Starr placed Justices Kennedy and Alito’s opinions during the 2006 session into the context of a broader, timeworn struggle the Court has faced since the Constitution’s ratification. There’s the Hamiltonian view, which favors a strong, central government. And there’s the Jeffersonian belief in the sovereignty of the states.
 
Chief Justice John Roberts is still winning most cases, said Starr, but Justices Kennedy and Alito are often taking more of a nationalist view in their decisions than Roberts’ narrow opinions favor. To back his analysis, Starr discussed the justices’ opinions in several of last term’s cases involving issues such as free speech in public schools, interstate commerce and bank regulation.
 
“The potential alliance between Kennedy and Alito is worth noting,” Starr said. These two justices have found the Hamiltonian way. They are lifting up the primacy of national institutions, and like Alexander Hamilton, during the country’s early days, “becoming suspicious of state and local power,” Starr said.
 
Hamilton wanted a strong central government when he voted to ratify the Constitution in 1787, but others did not. “Of all of the founders, Hamilton had the greatest doubt about the wisdom of the people.
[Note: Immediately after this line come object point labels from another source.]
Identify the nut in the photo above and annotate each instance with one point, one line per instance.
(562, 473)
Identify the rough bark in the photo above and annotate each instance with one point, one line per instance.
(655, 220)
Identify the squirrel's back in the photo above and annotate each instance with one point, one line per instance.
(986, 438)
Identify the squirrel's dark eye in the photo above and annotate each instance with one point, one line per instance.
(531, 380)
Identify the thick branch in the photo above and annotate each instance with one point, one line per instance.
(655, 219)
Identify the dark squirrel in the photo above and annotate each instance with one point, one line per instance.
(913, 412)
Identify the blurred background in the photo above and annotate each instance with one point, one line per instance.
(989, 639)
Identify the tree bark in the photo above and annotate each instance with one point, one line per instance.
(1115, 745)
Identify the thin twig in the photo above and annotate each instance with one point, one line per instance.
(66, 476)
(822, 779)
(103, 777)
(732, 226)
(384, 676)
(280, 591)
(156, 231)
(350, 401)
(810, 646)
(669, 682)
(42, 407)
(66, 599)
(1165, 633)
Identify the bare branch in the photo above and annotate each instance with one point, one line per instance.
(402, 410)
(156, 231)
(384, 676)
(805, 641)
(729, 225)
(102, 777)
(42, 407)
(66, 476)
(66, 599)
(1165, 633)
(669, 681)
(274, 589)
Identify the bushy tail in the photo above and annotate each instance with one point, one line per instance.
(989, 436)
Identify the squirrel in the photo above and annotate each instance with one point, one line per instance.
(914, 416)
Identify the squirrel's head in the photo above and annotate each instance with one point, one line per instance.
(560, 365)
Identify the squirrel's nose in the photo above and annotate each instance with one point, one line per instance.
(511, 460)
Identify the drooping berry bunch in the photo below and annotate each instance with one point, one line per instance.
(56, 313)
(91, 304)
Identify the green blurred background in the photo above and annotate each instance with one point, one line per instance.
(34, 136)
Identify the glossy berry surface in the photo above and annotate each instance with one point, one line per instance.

Hamilton’s faith in Americans never quite matched his faith in America,” Starr said.
 
Starr has been a judge for the U.S. Court of Appeals, D.C. Circuit, and was Solicitor General of the U.S., a position that enabled him to argue 25 cases before the Supreme Court.
 
The theory and rationale during this year’s hotly contested presidential primaries over the function of super delegates also reflect concern about the potential influence of ordinary people, in this case, delegates, said Starr, who repeated what he said he heard on TV recently: “‘Super delegates were created by the Democrats in 1972 to dampen the ardor of the liberals.’”
 
They’re delegates who are more likely to represent the interests of the party nationally, rather than the interests of voters who favor upstarts, he explained. “It’s possible that Obama may command more of the popular vote in the Democratic primaries,” he said, “but super-delegates could give the nomination to Clinton, the establishment candidate.”
 
During a reception following the program, Starr told students he believes in the primary system because it brings the candidates closer to the people.